Immigration officials on the Somaliland side leave aside the tough cross-examination routine, greeting you with big smiles and friendly chit chat as they whack an entry stamp on the Somaliland visa in your passport.
They’re always happy to see a foreigner’s visit providing recognition of their country that technically still doesn’t exist in the eyes of the rest of the political world, despite having proclaimed its independence from Somalia in 1991, following a civil war that killed about 50,000 in the region.
A British protectorate from 1886 until 1960 and unifying with what was then Italian Somaliland to create modern Somalia, Somaliland had got used to going on its own since that 1991 declaration, and today exhibits many of the trappings of a functioning state: its own currency, a functioning bureaucracy, trained police and military, law and order on the streets. Furthermore, since 2003 Somaliland has held a series of democratic elections resulting in orderly transfers of power.
Somaliland’s resolve is most clearly demonstrated in the capital, Hargeisa, formerly war-torn rubble in 1991 at the end of the civil war, its population living in refugee camps in neighbouring Ethiopia.
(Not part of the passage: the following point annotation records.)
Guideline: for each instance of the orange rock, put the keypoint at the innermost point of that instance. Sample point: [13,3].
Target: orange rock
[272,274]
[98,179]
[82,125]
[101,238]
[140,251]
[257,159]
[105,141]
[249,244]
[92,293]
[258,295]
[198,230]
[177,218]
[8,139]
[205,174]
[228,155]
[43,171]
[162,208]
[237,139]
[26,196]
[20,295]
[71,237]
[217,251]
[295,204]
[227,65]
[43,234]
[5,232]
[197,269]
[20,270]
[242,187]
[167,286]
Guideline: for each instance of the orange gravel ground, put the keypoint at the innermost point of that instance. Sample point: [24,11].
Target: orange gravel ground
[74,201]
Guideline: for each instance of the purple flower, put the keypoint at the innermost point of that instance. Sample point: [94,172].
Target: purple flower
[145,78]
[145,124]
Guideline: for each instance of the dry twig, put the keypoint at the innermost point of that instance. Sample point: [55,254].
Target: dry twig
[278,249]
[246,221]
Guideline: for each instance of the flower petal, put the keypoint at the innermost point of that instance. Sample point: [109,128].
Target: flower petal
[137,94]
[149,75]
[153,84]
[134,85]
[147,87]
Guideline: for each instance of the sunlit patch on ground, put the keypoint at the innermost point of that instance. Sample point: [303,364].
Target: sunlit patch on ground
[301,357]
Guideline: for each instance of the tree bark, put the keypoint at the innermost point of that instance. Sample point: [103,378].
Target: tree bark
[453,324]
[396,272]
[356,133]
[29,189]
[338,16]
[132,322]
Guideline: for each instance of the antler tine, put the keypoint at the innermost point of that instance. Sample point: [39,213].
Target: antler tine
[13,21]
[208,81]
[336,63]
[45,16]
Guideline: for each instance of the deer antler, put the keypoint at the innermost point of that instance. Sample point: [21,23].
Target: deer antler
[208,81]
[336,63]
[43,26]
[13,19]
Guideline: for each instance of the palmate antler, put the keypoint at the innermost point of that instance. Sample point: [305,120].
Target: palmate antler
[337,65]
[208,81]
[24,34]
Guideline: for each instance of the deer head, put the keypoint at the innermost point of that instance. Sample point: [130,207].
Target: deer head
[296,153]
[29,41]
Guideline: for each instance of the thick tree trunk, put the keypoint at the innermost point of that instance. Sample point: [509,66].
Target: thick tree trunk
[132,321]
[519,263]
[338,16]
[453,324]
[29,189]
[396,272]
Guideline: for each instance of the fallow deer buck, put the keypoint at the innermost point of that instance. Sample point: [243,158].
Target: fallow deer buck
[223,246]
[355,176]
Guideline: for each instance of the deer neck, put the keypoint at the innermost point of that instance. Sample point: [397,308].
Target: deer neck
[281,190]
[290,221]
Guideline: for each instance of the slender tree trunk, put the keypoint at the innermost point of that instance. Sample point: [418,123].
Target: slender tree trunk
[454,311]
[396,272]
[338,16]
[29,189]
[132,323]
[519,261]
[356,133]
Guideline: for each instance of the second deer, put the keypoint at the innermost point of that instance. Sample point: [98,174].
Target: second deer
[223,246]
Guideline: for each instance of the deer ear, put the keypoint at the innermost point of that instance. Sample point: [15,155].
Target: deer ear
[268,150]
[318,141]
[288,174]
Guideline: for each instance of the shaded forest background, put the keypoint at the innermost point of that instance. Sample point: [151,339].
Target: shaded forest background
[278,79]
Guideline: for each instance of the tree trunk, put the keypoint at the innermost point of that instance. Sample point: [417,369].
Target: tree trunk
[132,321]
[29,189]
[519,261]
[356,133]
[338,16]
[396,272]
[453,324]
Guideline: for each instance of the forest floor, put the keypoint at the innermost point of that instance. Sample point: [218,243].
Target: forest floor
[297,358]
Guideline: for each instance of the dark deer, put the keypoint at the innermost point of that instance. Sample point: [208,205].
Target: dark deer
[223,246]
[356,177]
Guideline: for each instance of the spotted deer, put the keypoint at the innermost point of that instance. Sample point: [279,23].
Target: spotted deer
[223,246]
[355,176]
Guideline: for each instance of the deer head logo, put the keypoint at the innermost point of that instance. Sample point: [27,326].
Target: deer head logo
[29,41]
An event that lives on in infamy saw the jets of military dictator Mohammed Siad Barre’s regime take off from the airport and circle back to bomb the city.
But visitors to today’s sun-blasted city of 800,000 people encounter a mishmash of impassioned traditional local markets cheek by jowl with diaspora-funded modern glass-fronted office blocks and malls, Wi-Fi enabled cafes and air-conditioned gyms, all suffused with typical Somali energy and dynamism.
“We are doing all the right things that the West preaches about but we continue to get nothing for it,” says Osman Abdillahi Sahardeed, minister for the Ministry of Information, Culture and National Guidance. “This is a resilient country that depends on each other—we’re not after a hand out but a hand up.”